Consider the pulse generated by

\[H(\boldsymbol{v}, t) = \frac{1}{2} X_0 + v_1 Z_0 Z_1 + \sin(v_2 t) X_1\]

and the observable \(B=Y_1\). There are two variational parameters, \(v_1\) and \(v_2\), for which we may compute the derivative of the cost function:

\[\begin{split}\frac{\partial C}{\partial v_1} &= \int_{0}^{T} \mathrm{d}\tau \ \widetilde{C_1}((v_1, v_2), \tau)\\ \frac{\partial C}{\partial v_2} &= \int_{0}^{T} \mathrm{d}\tau \cos(v_2 \tau) \tau \ \widetilde{C_2}((v_1, v_2), \tau)\\ \widetilde{C_j}((v_1, v_2), \tau)&= \bra{\psi_{j}((v_1, v_2), \pi/4, \tau)} B \ket{\psi_{j}((v_1, v_2), \pi/4, \tau)}\\ &-\bra{\psi_{j}((v_1, v_2), -\pi/4, \tau)} B \ket{\psi_{j}((v_1, v_2), -\pi/4, \tau)} \\ \ket{\psi_{j}((v_1, v_2), x, \tau)} &= U_{(v_1, v_2)}(T, \tau) e^{-i x H_j}U_{(v_1, v_2)}(\tau, 0)\ket{0}.\end{split}\]

Here we used the partial derivatives

\[\begin{split}\frac{\partial f_1}{\partial v_1}&= 1\\ \frac{\partial f_2}{\partial v_2}&= \cos(v_2 t) t \\ \frac{\partial f_1}{\partial v_2}= \frac{\partial f_2}{\partial v_1}&= 0\end{split}\]

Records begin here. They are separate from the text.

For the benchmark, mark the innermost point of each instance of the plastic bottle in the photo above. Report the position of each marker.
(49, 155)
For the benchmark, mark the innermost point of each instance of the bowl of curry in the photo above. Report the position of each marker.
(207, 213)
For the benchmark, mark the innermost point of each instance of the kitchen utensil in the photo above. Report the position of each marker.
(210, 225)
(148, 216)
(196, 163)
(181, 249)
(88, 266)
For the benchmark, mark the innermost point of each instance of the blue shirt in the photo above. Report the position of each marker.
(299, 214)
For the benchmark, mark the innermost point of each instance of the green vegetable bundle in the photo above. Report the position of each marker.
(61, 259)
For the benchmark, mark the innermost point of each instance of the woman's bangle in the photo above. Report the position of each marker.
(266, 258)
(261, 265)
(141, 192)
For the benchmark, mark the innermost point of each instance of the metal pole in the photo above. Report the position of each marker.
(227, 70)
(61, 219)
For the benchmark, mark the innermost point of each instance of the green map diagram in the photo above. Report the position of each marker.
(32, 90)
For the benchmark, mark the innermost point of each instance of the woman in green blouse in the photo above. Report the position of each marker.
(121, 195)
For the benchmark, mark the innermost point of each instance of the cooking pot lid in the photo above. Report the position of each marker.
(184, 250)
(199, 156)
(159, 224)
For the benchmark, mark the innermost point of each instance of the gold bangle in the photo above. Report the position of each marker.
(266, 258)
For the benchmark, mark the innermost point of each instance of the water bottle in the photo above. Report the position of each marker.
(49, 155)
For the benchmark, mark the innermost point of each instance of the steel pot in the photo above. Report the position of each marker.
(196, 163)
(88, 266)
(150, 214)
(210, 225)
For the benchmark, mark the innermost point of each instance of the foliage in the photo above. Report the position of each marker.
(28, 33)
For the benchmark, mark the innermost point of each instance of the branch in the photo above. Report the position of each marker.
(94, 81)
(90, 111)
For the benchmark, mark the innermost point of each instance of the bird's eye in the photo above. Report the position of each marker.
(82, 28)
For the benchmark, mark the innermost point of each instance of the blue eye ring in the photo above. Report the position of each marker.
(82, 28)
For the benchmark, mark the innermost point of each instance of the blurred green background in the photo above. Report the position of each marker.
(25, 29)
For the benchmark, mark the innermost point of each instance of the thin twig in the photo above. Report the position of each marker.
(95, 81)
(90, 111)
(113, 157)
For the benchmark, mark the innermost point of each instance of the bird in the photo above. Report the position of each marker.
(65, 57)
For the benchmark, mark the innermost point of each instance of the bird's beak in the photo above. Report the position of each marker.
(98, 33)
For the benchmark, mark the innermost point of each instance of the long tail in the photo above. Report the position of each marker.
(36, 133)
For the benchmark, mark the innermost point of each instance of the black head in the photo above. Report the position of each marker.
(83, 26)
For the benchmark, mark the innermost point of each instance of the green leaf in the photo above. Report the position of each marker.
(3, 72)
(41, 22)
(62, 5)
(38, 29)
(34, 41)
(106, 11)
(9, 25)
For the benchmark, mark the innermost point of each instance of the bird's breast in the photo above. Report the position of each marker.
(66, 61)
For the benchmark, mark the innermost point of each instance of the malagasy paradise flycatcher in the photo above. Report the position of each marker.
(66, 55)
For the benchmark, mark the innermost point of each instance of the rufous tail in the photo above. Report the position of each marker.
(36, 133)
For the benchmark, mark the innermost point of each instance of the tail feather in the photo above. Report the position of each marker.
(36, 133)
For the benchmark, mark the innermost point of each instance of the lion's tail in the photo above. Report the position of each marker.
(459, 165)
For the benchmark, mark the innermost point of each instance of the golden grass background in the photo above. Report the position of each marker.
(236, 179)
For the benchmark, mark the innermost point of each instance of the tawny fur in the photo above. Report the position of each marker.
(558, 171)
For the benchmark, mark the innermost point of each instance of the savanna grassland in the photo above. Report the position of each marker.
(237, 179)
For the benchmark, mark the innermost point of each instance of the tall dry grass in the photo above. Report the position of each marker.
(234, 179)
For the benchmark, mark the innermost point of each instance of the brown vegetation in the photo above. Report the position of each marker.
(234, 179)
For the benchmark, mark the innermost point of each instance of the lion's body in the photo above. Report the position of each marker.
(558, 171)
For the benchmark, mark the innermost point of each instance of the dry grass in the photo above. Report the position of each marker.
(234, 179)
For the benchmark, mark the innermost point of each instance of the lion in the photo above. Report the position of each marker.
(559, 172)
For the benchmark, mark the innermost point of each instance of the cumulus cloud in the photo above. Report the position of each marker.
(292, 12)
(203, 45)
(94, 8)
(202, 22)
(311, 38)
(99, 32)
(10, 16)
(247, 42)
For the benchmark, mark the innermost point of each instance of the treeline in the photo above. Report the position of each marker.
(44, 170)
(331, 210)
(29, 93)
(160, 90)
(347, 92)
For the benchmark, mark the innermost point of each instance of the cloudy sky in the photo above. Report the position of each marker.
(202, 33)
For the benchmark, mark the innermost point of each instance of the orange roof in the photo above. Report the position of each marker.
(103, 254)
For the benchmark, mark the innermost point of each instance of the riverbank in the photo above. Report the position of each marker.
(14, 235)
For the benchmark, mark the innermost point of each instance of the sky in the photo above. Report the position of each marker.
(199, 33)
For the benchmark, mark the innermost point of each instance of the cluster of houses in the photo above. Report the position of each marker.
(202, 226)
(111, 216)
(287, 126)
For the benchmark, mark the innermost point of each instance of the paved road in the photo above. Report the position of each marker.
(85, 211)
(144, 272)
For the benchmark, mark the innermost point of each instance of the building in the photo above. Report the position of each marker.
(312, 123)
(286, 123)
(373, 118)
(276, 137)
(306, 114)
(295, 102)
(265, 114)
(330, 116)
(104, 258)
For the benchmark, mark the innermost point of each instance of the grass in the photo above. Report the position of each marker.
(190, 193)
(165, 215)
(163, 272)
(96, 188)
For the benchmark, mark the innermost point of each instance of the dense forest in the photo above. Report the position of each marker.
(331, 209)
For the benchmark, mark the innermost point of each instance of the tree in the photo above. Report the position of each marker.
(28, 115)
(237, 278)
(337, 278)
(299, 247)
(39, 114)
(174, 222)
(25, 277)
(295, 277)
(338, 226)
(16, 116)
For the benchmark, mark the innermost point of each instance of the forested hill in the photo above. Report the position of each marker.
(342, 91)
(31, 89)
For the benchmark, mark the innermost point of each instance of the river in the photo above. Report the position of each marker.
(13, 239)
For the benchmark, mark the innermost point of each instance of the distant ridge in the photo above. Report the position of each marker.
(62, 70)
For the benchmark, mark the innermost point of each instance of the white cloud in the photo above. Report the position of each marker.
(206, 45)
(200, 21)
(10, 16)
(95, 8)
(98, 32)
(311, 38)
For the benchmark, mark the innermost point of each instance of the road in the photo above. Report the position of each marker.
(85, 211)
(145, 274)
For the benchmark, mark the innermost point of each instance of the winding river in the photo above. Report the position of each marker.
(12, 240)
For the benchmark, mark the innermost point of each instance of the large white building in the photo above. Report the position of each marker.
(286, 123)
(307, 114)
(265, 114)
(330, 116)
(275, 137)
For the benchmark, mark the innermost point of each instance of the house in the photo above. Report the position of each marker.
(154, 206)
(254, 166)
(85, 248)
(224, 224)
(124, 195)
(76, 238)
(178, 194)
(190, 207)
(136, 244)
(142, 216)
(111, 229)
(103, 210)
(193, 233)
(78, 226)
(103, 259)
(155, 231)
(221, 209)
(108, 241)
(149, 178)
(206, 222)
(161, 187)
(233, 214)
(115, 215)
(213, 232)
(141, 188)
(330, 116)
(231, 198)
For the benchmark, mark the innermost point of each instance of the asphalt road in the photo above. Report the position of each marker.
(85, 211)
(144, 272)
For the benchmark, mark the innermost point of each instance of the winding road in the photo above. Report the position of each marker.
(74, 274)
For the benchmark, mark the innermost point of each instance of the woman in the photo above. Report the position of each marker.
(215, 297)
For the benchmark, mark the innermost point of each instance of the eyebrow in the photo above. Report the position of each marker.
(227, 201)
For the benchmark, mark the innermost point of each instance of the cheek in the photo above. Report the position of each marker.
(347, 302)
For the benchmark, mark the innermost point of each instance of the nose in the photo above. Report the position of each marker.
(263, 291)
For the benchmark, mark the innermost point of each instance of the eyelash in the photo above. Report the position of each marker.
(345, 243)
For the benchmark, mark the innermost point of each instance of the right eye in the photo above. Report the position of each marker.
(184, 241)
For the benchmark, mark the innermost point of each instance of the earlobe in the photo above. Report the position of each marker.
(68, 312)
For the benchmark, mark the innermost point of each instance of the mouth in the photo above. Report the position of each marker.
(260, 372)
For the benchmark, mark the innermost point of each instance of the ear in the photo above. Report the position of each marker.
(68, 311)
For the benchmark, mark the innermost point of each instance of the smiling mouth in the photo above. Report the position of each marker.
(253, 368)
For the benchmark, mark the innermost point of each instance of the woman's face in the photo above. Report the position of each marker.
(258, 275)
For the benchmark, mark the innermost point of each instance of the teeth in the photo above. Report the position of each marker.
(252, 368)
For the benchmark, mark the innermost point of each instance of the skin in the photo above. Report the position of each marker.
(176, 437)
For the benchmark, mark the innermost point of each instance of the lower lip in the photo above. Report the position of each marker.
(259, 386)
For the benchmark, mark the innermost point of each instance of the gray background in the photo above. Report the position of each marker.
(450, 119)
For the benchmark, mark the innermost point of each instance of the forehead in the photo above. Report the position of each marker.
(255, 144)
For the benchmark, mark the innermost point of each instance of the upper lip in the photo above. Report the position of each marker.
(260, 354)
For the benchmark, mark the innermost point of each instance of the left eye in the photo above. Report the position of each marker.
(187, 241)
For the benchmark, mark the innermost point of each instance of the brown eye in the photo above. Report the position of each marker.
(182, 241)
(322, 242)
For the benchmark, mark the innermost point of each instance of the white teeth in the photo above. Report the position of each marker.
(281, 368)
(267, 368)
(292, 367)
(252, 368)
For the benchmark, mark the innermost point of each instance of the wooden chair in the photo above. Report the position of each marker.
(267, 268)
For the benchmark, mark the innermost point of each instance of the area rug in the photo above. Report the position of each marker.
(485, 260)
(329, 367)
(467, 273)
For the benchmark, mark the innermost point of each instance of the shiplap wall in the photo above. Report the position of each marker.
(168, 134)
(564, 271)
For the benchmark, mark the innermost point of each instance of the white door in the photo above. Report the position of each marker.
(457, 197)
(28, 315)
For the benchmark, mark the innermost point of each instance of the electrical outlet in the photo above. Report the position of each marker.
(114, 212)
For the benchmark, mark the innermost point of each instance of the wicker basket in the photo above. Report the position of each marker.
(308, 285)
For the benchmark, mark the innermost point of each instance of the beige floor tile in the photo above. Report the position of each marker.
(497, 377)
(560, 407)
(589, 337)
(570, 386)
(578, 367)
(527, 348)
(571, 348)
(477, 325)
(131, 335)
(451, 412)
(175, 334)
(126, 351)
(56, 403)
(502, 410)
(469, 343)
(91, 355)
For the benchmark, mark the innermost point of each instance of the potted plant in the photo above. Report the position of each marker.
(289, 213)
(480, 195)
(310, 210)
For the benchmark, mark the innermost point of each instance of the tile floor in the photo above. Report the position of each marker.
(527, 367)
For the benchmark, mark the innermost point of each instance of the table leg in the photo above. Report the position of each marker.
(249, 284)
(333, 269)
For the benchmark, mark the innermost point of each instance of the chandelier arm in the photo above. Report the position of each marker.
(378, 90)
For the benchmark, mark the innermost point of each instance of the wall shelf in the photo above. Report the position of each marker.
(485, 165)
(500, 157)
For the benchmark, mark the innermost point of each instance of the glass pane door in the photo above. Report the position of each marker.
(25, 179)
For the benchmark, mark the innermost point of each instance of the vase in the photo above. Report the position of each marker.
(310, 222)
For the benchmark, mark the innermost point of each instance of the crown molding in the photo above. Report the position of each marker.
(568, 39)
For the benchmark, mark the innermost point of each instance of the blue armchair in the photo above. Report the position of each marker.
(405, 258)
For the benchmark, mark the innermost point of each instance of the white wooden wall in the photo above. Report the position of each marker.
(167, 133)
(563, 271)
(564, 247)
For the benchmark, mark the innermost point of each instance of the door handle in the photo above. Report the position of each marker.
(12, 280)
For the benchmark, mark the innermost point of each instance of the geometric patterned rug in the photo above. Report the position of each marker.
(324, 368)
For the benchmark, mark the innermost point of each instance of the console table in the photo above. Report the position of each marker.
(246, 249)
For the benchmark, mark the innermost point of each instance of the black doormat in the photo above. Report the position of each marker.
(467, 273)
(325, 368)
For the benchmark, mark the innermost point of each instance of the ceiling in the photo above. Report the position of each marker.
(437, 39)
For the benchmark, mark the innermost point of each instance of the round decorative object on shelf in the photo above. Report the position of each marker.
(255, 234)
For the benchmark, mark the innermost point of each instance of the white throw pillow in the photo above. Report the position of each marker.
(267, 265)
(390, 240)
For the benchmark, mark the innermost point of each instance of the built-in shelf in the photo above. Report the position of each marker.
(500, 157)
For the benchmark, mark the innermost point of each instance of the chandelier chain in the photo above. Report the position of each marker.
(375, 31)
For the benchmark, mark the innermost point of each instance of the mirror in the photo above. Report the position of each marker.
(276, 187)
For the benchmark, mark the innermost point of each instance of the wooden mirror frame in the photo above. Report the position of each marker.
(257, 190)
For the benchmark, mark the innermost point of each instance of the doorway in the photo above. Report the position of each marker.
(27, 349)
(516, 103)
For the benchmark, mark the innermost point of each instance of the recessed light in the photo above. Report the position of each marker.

and the fact that both \(H_1=Z_0 Z_1\) and \(H_2=X_1\) have two unique eigenvalues and therefore admit a two-term parameter-shift rule (see e.g. Schuld et al. (2018)).

As a second scenario, consider the single-qubit pulse generated by

\[H((v_1, v_2), t) = v_1 \sin(v_2 t) X\]

together with the observable \(B=Z\). You may already notice that this pulse can be rewritten as a RX rotation, because we have a single Hamiltonian term and the spectrum of \(H\) consequently will be constant up to rescaling. In particular, the unitary time evolution under the Schrödinger equation is given by

\[\begin{split}U_{(v_1, v_2)}(t_2, t_1) &= \exp\left(-i\int_{t_1}^{t_2} \mathrm{d}\tau v_1 \sin(v_2 \tau) X\right)\\ &=\exp(-i\theta(v_1, v_2) X)\\ \theta(v_1, v_2) &= \int_{t_1}^{t_2} \mathrm{d}\tau v_1 \sin(v_2 \tau)\\ &=-\frac{v_1}{v_2}(\cos(v_2 t_2) - \cos(v_2 t_1)).\end{split}\]

As the RX rotation satisfies a (non-stochastic) two-term parameter-shift rule, we could compute the derivatives with respect to \(v_1\) and \(v_2\) by implementing \(\exp(-i\theta(v_1, v_2) X)\), applying the two-term shift rule and evaluating the classical Jacobian of the mapping \(\theta(v_1, v_2)\).

Using the stochastic parameter-shift rule instead will lead to approximation errors. This is because the approximated integral not only includes the shifted circuit evaluations, which do not depend on \(\tau\) in this example, but also on the classical Jacobian, which is not constant over \(\tau\). Therefore, it is important to implement pulses in the simplest way possible.